Esses índices podem apresentar comportamentos bastante diferentes ao longo do tempo. Em contratos com vários anos de duração, uma diferença aparentemente pequena pode produzir um efeito relevante sobre o custo acumulado.
Além do índice, é necessário observar a data-base, a periodicidade, a fórmula de cálculo e a possibilidade de reajuste negativo. Também devem ser analisadas cláusulas relacionadas a alterações tributárias, encargos setoriais ou mudanças regulatórias que possam afetar o valor final.
Mais do que comparar o comportamento histórico dos indicadores, a empresa precisa simular o impacto de diferentes cenários de inflação sobre o orçamento de energia.
7. Penalidades e rescisão
As penalidades podem ser aplicadas em situações como atraso no pagamento, descumprimento das garantias, não entrega de informações, inadimplência contratual ou encerramento antecipado do acordo.
Não existe um percentual único adotado por todo o mercado. A multa pode ser calculada sobre o valor global do contrato, sobre os volumes remanescentes ou com base na diferença entre o preço contratado e o preço de reposição da energia.
Por isso, é fundamental verificar:
- quais eventos caracterizam inadimplência;
- se existe prazo para corrigir o descumprimento;
- como a multa será calculada;
- quais situações permitem a rescisão;
- como será feita a apuração de perdas e danos;
- se as obrigações são equilibradas para comprador e vendedor.
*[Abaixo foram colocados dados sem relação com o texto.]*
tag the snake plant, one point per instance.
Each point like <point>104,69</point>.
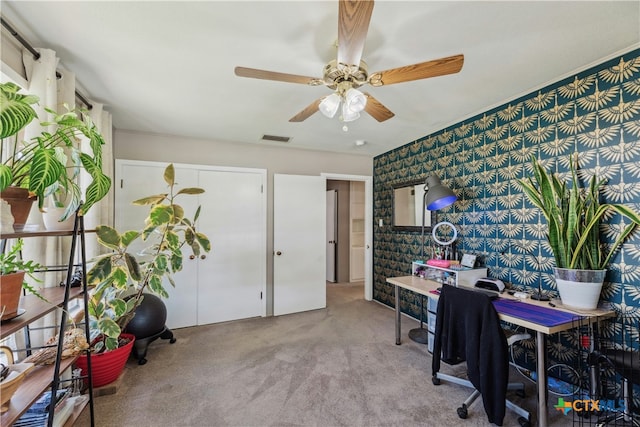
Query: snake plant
<point>574,214</point>
<point>49,162</point>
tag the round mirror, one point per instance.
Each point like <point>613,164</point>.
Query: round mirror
<point>444,233</point>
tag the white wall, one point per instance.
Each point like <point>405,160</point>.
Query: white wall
<point>276,159</point>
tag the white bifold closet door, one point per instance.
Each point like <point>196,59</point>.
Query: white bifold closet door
<point>229,282</point>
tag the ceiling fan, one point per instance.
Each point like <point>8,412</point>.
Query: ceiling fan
<point>348,72</point>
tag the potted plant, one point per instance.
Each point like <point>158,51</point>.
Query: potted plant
<point>573,214</point>
<point>122,276</point>
<point>12,272</point>
<point>32,168</point>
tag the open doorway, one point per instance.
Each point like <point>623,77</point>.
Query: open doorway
<point>352,232</point>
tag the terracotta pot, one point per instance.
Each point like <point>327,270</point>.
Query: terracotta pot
<point>20,202</point>
<point>107,367</point>
<point>10,292</point>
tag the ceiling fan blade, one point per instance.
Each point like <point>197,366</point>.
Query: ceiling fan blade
<point>423,70</point>
<point>307,112</point>
<point>353,23</point>
<point>376,109</point>
<point>272,75</point>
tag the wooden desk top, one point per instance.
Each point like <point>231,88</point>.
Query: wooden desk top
<point>582,317</point>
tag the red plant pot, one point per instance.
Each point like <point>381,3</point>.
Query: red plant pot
<point>107,367</point>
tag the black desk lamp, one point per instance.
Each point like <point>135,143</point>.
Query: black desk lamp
<point>436,196</point>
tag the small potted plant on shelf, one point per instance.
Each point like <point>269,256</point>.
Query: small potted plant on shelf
<point>574,214</point>
<point>12,280</point>
<point>122,276</point>
<point>49,162</point>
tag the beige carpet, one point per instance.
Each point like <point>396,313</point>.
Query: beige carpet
<point>333,367</point>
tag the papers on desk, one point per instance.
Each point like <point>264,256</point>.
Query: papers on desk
<point>534,313</point>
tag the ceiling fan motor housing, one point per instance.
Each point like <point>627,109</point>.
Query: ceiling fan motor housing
<point>336,73</point>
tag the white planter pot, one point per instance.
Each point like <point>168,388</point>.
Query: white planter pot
<point>51,219</point>
<point>579,288</point>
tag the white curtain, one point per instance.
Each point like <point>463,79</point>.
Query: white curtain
<point>54,93</point>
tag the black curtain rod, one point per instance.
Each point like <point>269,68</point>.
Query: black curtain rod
<point>36,56</point>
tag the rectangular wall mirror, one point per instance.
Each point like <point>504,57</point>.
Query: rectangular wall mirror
<point>408,205</point>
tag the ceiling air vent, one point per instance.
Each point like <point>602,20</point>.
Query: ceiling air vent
<point>276,138</point>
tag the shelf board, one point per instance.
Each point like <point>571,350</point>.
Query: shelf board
<point>35,383</point>
<point>31,230</point>
<point>36,308</point>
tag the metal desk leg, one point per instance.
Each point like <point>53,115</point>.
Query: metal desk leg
<point>541,367</point>
<point>397,315</point>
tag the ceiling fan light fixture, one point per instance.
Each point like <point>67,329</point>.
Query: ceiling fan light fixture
<point>355,100</point>
<point>329,105</point>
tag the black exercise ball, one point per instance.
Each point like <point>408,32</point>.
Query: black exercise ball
<point>149,319</point>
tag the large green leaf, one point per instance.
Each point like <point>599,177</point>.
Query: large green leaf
<point>6,177</point>
<point>108,236</point>
<point>109,327</point>
<point>15,109</point>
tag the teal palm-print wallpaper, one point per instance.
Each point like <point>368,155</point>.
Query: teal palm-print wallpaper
<point>595,113</point>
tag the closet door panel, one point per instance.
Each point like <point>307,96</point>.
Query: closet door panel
<point>141,180</point>
<point>232,276</point>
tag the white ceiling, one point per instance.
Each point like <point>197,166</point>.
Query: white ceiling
<point>168,67</point>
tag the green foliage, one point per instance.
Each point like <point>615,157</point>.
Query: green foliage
<point>49,164</point>
<point>574,214</point>
<point>11,262</point>
<point>121,276</point>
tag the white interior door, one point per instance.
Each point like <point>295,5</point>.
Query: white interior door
<point>332,221</point>
<point>143,179</point>
<point>299,234</point>
<point>229,282</point>
<point>232,276</point>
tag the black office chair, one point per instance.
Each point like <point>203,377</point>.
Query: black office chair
<point>468,329</point>
<point>626,363</point>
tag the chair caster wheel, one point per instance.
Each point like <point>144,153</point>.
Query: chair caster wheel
<point>462,412</point>
<point>524,422</point>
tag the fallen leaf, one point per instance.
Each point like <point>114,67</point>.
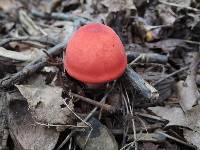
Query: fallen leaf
<point>187,90</point>
<point>100,138</point>
<point>25,133</point>
<point>175,115</point>
<point>193,122</point>
<point>46,104</point>
<point>116,5</point>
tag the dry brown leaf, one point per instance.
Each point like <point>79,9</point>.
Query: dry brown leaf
<point>175,115</point>
<point>46,104</point>
<point>118,5</point>
<point>25,133</point>
<point>193,122</point>
<point>7,5</point>
<point>187,90</point>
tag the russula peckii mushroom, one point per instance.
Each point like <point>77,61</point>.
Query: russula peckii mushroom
<point>95,55</point>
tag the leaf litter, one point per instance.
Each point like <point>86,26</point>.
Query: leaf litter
<point>154,105</point>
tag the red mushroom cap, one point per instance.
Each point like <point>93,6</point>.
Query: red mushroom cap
<point>95,54</point>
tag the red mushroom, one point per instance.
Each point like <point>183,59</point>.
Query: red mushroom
<point>95,55</point>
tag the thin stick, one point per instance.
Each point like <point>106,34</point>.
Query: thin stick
<point>170,75</point>
<point>96,103</point>
<point>180,6</point>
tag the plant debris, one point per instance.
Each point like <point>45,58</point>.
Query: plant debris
<point>154,105</point>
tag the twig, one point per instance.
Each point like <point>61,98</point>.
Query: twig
<point>43,39</point>
<point>175,139</point>
<point>170,75</point>
<point>60,16</point>
<point>140,84</point>
<point>96,103</point>
<point>146,57</point>
<point>180,6</point>
<point>31,67</point>
<point>59,125</point>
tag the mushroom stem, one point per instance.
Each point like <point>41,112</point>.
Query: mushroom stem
<point>94,85</point>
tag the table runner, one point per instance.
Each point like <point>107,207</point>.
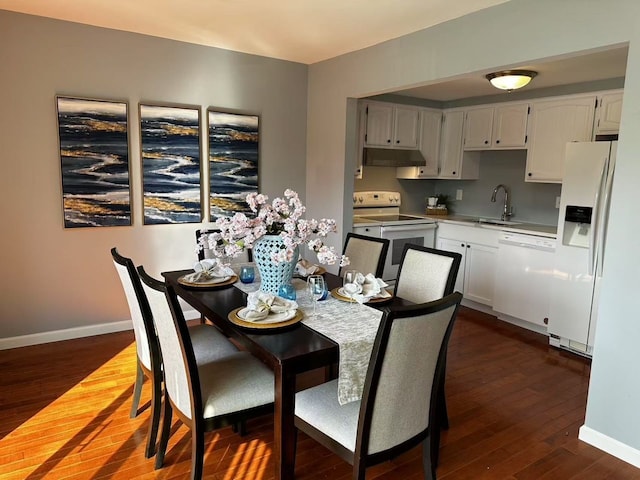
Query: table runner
<point>352,326</point>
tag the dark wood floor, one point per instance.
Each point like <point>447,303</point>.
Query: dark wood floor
<point>515,407</point>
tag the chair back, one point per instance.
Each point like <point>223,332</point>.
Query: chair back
<point>366,254</point>
<point>143,330</point>
<point>205,252</point>
<point>175,345</point>
<point>426,274</point>
<point>407,363</point>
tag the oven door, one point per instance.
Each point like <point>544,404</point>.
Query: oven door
<point>399,235</point>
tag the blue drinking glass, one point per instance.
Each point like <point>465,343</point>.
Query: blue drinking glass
<point>287,291</point>
<point>247,274</point>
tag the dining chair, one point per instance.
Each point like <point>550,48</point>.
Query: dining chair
<point>207,339</point>
<point>398,408</point>
<point>206,394</point>
<point>366,254</point>
<point>426,274</point>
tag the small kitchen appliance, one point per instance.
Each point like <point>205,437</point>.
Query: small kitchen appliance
<point>377,214</point>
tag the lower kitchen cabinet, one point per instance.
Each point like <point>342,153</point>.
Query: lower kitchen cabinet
<point>479,254</point>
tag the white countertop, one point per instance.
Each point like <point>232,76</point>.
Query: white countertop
<point>530,228</point>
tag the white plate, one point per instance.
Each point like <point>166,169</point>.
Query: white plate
<point>209,281</point>
<point>271,318</point>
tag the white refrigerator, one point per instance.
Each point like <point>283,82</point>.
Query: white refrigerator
<point>579,255</point>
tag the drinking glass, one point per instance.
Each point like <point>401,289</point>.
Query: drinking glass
<point>247,274</point>
<point>317,288</point>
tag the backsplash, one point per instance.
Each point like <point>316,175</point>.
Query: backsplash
<point>532,202</point>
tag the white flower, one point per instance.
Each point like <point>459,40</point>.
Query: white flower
<point>283,216</point>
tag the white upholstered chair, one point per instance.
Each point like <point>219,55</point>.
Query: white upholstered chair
<point>205,393</point>
<point>398,408</point>
<point>366,254</point>
<point>207,340</point>
<point>426,274</point>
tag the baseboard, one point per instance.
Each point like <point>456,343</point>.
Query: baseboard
<point>611,446</point>
<point>76,332</point>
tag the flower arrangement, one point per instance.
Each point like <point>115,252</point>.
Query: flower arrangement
<point>283,216</point>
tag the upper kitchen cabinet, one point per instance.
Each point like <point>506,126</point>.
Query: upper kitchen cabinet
<point>478,126</point>
<point>496,127</point>
<point>553,124</point>
<point>392,126</point>
<point>430,128</point>
<point>454,163</point>
<point>608,113</point>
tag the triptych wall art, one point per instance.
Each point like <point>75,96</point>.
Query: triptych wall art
<point>94,154</point>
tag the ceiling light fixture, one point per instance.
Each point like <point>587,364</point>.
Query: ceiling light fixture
<point>511,79</point>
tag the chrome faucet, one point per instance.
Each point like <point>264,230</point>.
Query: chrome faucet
<point>506,212</point>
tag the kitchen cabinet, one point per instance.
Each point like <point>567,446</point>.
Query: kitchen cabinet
<point>608,113</point>
<point>430,129</point>
<point>391,126</point>
<point>496,127</point>
<point>479,248</point>
<point>454,163</point>
<point>553,124</point>
<point>478,125</point>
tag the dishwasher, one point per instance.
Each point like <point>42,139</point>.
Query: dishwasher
<point>523,276</point>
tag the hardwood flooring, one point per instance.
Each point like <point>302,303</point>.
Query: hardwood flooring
<point>515,407</point>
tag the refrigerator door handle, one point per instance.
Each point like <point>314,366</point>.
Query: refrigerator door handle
<point>594,234</point>
<point>604,217</point>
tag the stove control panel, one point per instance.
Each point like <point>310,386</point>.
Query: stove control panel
<point>376,199</point>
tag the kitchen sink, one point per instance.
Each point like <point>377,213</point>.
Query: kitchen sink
<point>493,221</point>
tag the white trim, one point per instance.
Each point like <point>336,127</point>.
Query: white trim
<point>610,445</point>
<point>76,332</point>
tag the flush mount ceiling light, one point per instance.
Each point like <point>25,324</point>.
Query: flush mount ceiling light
<point>511,79</point>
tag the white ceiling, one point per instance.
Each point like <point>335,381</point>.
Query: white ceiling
<point>308,31</point>
<point>305,31</point>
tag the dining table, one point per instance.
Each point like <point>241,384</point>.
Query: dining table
<point>287,351</point>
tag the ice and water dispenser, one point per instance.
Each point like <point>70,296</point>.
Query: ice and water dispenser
<point>577,224</point>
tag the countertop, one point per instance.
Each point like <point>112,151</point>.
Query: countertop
<point>530,228</point>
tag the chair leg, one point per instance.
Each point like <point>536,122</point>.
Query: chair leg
<point>166,430</point>
<point>428,465</point>
<point>156,408</point>
<point>197,449</point>
<point>137,390</point>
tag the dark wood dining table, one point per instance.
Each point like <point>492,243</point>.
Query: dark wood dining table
<point>288,352</point>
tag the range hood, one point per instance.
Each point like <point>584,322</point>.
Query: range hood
<point>383,157</point>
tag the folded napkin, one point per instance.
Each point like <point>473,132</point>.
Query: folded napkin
<point>304,268</point>
<point>260,304</point>
<point>208,270</point>
<point>370,287</point>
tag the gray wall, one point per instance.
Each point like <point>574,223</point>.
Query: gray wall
<point>54,278</point>
<point>532,202</point>
<point>475,43</point>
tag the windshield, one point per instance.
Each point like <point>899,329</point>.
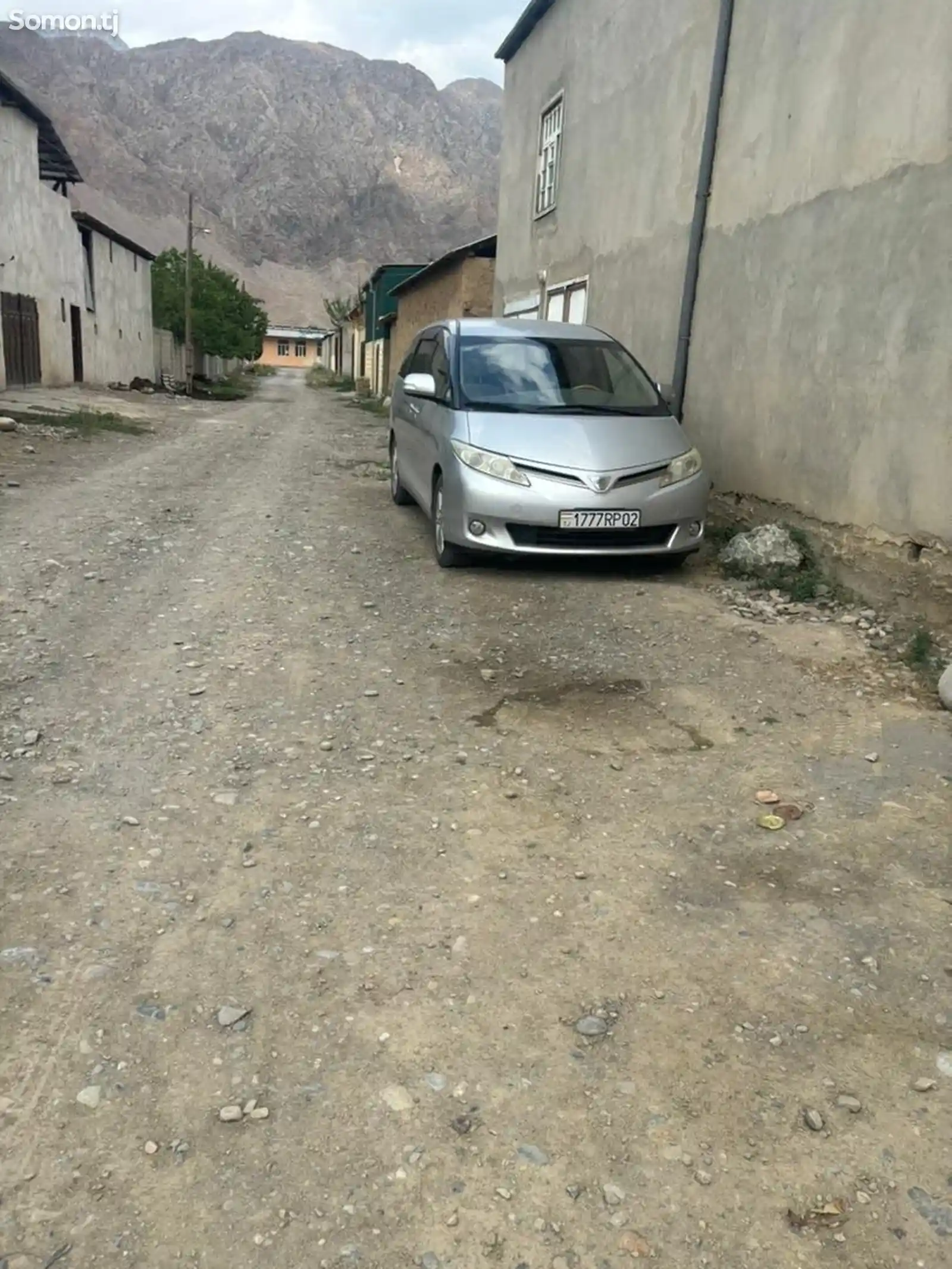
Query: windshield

Além das penalidades previstas no contrato bilateral, o consumidor sujeito às regras da CCEE pode enfrentar consequências decorrentes de exposições, insuficiência de lastro, inadimplência ou descumprimento de obrigações aplicáveis ao mercado.
As garantias financeiras exigidas pela CCEE não são, por si mesmas, uma penalidade. Elas funcionam como mecanismo de proteção do mercado e podem aumentar quando cresce a exposição financeira do agente.
Conclusão
O menor preço não representa necessariamente o melhor contrato. Uma proposta aparentemente econômica pode trazer pouca flexibilidade, garantias onerosas, penalidades elevadas ou uma distribuição de energia incompatível com a curva de consumo.
Antes de assinar, a empresa deve avaliar seus dados históricos, projeções de produção, possibilidades de expansão ou retração e tolerância à exposição ao PLD. Também é recomendável simular cenários de consumo acima e abaixo do esperado.
Uma contratação bem estruturada não busca apenas reduzir o preço da energia. Ela procura equilibrar economia, previsibilidade e proteção contra riscos ao longo de toda a vigência do contrato.